Justement, comment recréer le dialogue avec les jeunes ?
Les questions agricoles et alimentaires devraient occuper plus de place dans les enseignements à tout âge, tout comme la géopolitique, la géoéconomie et la sociologie devraient être davantage traitées dans l’enseignement supérieur en agriculture et dans les métiers liés à l’alimentaire. Plus largement, je plaide pour que l’on tienne un discours de vérité vis-à-vis des jeunes pour cultiver la lucidité stratégique (oui, le monde est complexe), mais aussi un discours de motivation, pour faire de l’enthousiasme leur énergie principale, pour qu’ils se projettent avec confiance – et envie – dans l’avenir.
Le réchauffement risque de rendre certaines régions du monde incultivables. D’autres plus au nord prendront-elles le relais ?
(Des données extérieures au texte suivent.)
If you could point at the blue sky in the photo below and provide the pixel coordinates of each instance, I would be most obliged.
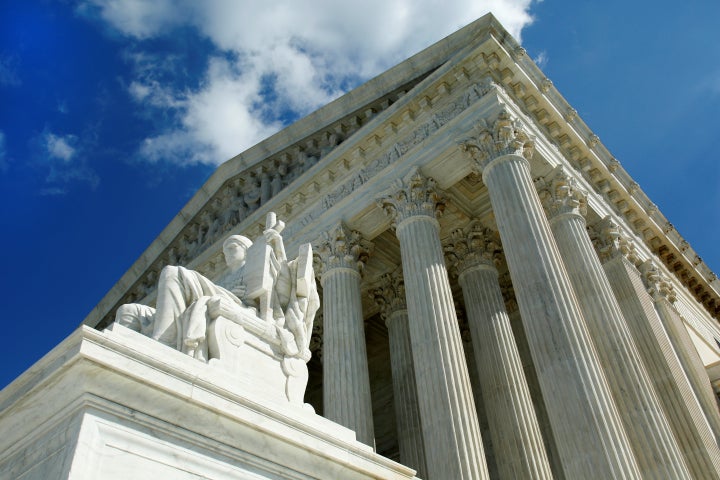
(113, 112)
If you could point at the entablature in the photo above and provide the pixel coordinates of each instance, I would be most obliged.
(331, 172)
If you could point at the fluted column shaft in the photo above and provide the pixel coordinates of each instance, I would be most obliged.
(587, 428)
(681, 407)
(346, 381)
(389, 295)
(514, 429)
(407, 411)
(648, 430)
(663, 296)
(451, 433)
(691, 362)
C’est en effet la dynamique du siècle : au Groenland, dans le nord du Canada et de la Russie ou dans les pays scandinaves, le réchauffement climatique va libérer de nouvelles terres arables. Le président russe Vladimir Poutine évoque souvent le sujet et la Chine elle-même compte sur la mise en culture de terres sibériennes pour conforter sa propre sécurité alimentaire. La Russie réalise déjà 10 à 15 % de sa production de blé en Sibérie occidentale. Parallèlement à ces déserts froids, les déserts chauds seront, eux aussi, mobilisés à coups d’investissements massifs. L’Arabie saoudite nourrit de grandes ambitions dans cette agriculture de l’extrême. La coopération avec Israël, très en pointe dans les biotechnologies, est d’ailleurs un secret de Polichinelle. On peut taxer ces mégaprojets de «technosolutionnistes » mais on en a besoin et peu d’acteurs mondiaux ont les moyens de Riyad. C’est le géant pétrolier Aramco qui, via le fonds souverain saoudien, finance en bonne partie ces projets futuristes…
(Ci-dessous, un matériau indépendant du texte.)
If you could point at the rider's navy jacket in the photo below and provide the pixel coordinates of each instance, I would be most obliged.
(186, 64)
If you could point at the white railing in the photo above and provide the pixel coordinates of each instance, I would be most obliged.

Mais ces solutions seront-elles rendues accessibles aux pays qui en ont le plus besoin, ceux qui n’auront sans doute pas les moyens d’importer leur nourriture ?
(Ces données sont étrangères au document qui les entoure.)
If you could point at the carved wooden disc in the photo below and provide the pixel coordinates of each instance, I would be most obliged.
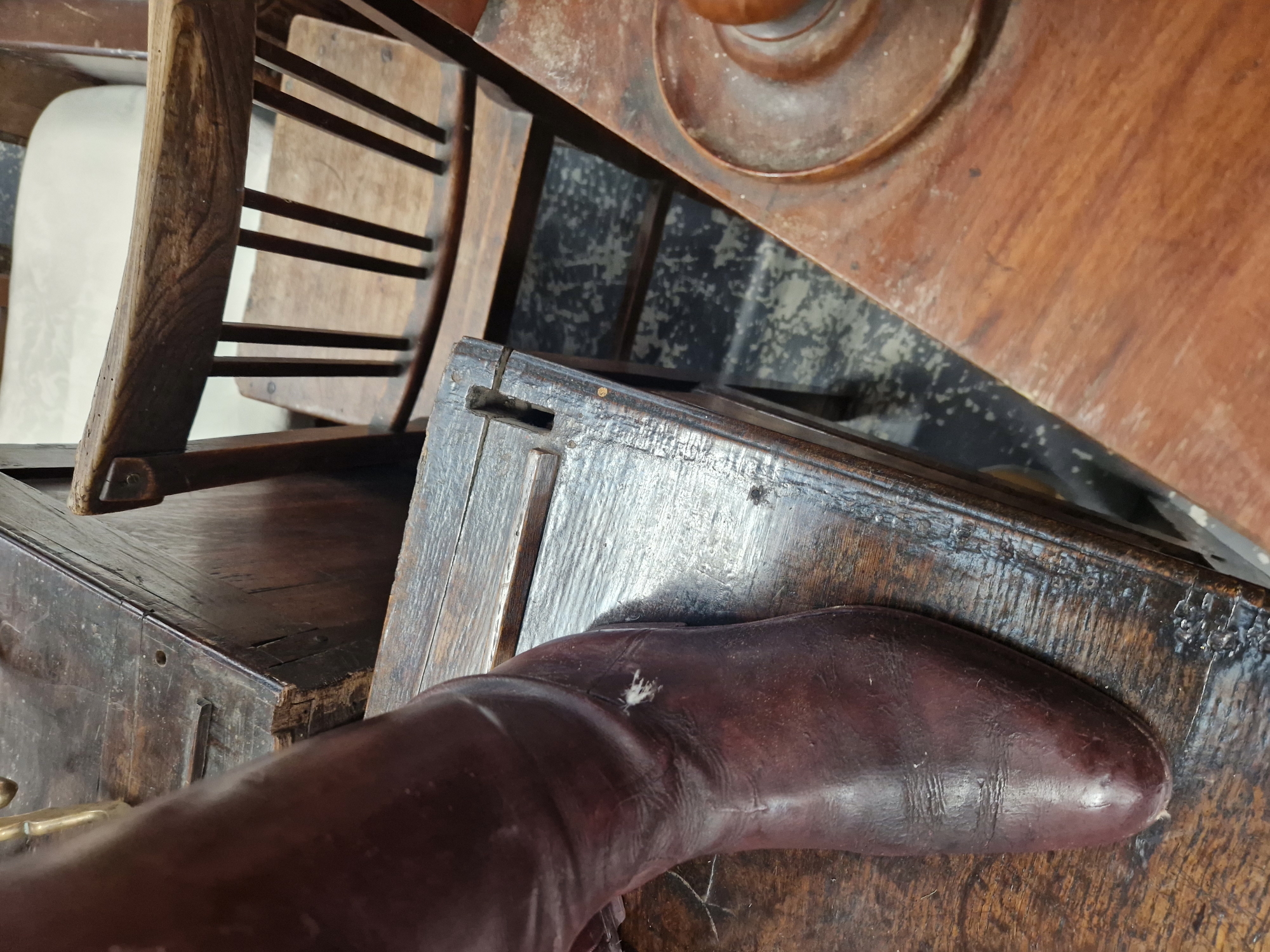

A priori, dans le monde qui vient, les inégalités resteront une triste réalité. De nombreuses régions seront même probablement dans un état de souffrance accrue par rapport à aujourd’hui. Ce qui est certain, c’est que plus le temps passera, plus grandira la détermination à trouver les moyens de sécuriser les besoins agricoles et alimentaires. Comme les Européens l’ont fait après la Seconde Guerre mondiale… au risque de s’endormir et de prendre à tort ce progrès pour acquis.